« Yvonne, sin testigo, no hay historia »

Mardi 4 juin, le film Yvonne était projeté au siège de l’Alliance Française de Buenos Aires dans le cadre de la 18ème édition du Festival Internacional de Cine de Derechos Humanos (FICDH).

A cette occasion, l’ambassadeur de France en Argentine, Pierre-Henri Guignard a rendu hommage à la sœur Yvonne Pierron, décédée en 2017. L’occasion de commémorer les victimes de la dictature en Argentine, dont a notamment souffert la sœur Yvonne et les autres religieuses de sa congrégation.
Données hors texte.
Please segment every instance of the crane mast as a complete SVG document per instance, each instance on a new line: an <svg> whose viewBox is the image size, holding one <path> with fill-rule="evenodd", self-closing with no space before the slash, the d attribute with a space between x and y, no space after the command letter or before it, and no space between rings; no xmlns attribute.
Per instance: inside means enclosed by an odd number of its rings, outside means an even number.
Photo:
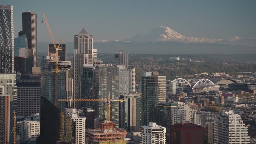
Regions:
<svg viewBox="0 0 256 144"><path fill-rule="evenodd" d="M13 143L17 143L17 136L16 128L16 115L15 114L15 111L13 115Z"/></svg>
<svg viewBox="0 0 256 144"><path fill-rule="evenodd" d="M51 36L51 38L52 39L52 41L53 43L53 46L54 47L55 49L55 54L56 57L55 59L55 106L58 106L58 73L59 72L59 67L58 66L58 62L59 61L58 57L58 53L59 50L62 50L62 48L61 47L60 47L60 43L61 42L62 40L60 39L60 42L59 43L59 45L58 46L56 46L56 44L55 44L55 42L54 41L54 39L53 38L53 36L52 36L52 32L51 31L51 29L49 26L49 24L48 24L48 21L47 20L46 17L45 16L45 15L44 14L44 13L43 12L42 12L42 13L43 14L43 16L44 16L44 18L45 21L45 24L47 26L47 28L48 29L48 31L49 32L50 36Z"/></svg>

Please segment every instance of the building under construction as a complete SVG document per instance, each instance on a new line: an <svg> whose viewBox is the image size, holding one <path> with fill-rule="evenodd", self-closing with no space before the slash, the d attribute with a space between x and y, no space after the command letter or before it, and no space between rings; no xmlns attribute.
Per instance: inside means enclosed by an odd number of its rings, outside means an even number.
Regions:
<svg viewBox="0 0 256 144"><path fill-rule="evenodd" d="M42 72L41 95L46 98L52 103L55 104L55 91L58 89L58 99L66 98L66 73L67 69L71 66L69 61L58 60L59 67L58 73L58 81L56 87L56 74L55 73L55 61L56 56L55 54L50 54L49 56L46 56L44 63L41 68ZM59 102L58 107L62 112L67 106L67 103Z"/></svg>
<svg viewBox="0 0 256 144"><path fill-rule="evenodd" d="M85 131L88 144L127 144L125 139L126 131L115 127L115 123L104 121L99 123L100 128L88 129Z"/></svg>

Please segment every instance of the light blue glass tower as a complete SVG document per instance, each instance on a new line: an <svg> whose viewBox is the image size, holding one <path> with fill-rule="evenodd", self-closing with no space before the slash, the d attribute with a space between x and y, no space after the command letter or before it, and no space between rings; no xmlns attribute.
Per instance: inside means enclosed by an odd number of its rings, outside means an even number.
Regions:
<svg viewBox="0 0 256 144"><path fill-rule="evenodd" d="M14 39L14 56L19 56L20 48L28 48L28 39L26 35Z"/></svg>

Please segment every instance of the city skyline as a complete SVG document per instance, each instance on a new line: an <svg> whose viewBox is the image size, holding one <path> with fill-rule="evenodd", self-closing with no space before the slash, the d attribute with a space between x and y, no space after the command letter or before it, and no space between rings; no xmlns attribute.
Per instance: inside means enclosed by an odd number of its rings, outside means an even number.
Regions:
<svg viewBox="0 0 256 144"><path fill-rule="evenodd" d="M247 19L254 15L246 15L255 10L243 9L254 3L143 1L0 5L0 143L256 142L255 30L242 25L256 23ZM36 11L21 13L18 32L15 7L50 10L42 13L41 21ZM235 17L223 20L227 15ZM65 16L69 19L63 21ZM130 36L162 19L170 18L167 25L174 19L180 23L182 17L188 22ZM242 36L229 37L235 33ZM66 42L70 35L74 39ZM45 36L52 41L38 43ZM97 39L114 37L118 40Z"/></svg>
<svg viewBox="0 0 256 144"><path fill-rule="evenodd" d="M22 30L22 13L33 11L38 14L38 42L50 41L46 26L41 24L42 11L51 22L50 26L54 29L53 34L55 39L61 38L66 42L73 41L74 35L83 27L90 30L89 34L95 36L95 42L122 40L136 34L145 34L161 25L188 37L209 39L256 37L256 20L253 18L256 2L253 1L162 3L141 1L136 2L136 5L133 1L55 1L50 5L45 1L4 1L1 4L12 5L15 10L14 37L17 37L18 32ZM55 6L60 3L62 8L56 10ZM79 10L77 16L72 17L72 12L76 9ZM75 21L77 22L72 22ZM73 26L70 27L71 24Z"/></svg>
Il rappelle alors qu’il est nécessaire de débattre et d’échanger autour du sujet afin d’améliorer la connaissance autour de cette époque, bien sombre, de l’histoire Argentine, comme le rappelle le titre du film Yvonne : « sin testigo, no hay historia ». Marina Rubino, la réalisatrice du film, très émue, était en première file dans la salle pour présenter son œuvre au public. Elle a d’ailleurs dédicacé la projection aux grands-mères de la Plaza de Mayo ; deux d’entre elles Buscarita Roa et Nora Cortiñas, se trouvaient dans la salle.

Le film Yvonne est un documentaire mêlant images d’archives et interviews faites à Yvonne Pierron, retraçant sa vie et son parcours ; depuis son expérience traumatique durant la seconde guerre mondiale, jusqu’ à sa vie en Argentine auprès des plus démunis. Yvonne est née en Alsace en 1928, elle vit durant quatre années dans la cave de sa maison familiale pour échapper aux bombes et aux massacres de la guerre. Face à l’étendue du désastre et à son incompréhension des évènements, elle décide de se consacrer à Dieu et se plonge dans sa foi en rejoignant une congrégation de sœurs à Paris : la congrégation des missionnaires étrangères. C’est ainsi qu’en 1955 elle est envoyée en Argentine aux côtés de ses consœurs afin de travailler en tant qu’infirmière dans le nord du pays, dans la province de Misiones. Connue dans la région comme la « mujer francesa » elle aura dédié sa vie à aider les paysans, les femmes dans leur lutte pour l’accès à l’éducation ou encore les indiens Mapuches de Patagonie. Elle a, entre autres, comparue devant la justice à l’âge de 86 ans, dans le cadre du procès des militaires de l’ESMA pour témoigner de la disparition de ses deux amies et consœurs ; Léonie Duquet et Alice Domon, toutes deux disparues durant la dictature militaire. Son témoignage, bien que de nombreuses années après les faits, aura servi à la condamnation de plusieurs militaires, notamment responsables de la mort des deux religieuses. Le film retrace également son exil forcé en France, de 1977 à 1983, suite à une tentative d’assassinat par la junte militaire, peu après la disparition des deux autres sœurs. On y découvre par ailleurs son implication auprès de la population nicaraguayenne à la suite de la chute de la dictature de la famille Somoza. Connue et reconnue, appréciée de tous, Yvonne s’est éteinte en 2017 à l’âge de 89 ans à Posadas, dans le nord de l’Argentine.

A la suite de la projection, Eric Domergue -auteur de l’ouvrage « Yvonne Pierron, Su lugar en el mundo », Buscarita Roa -grand-mère de la « Plaza de Mayo », Marina Rubino et Horacio Méndez Carreras -avocat des familles de français disparus durant la dictature-, ont, au cours d’une table ronde, évoqué leurs souvenirs et moments vécus auprès d’Yvonne.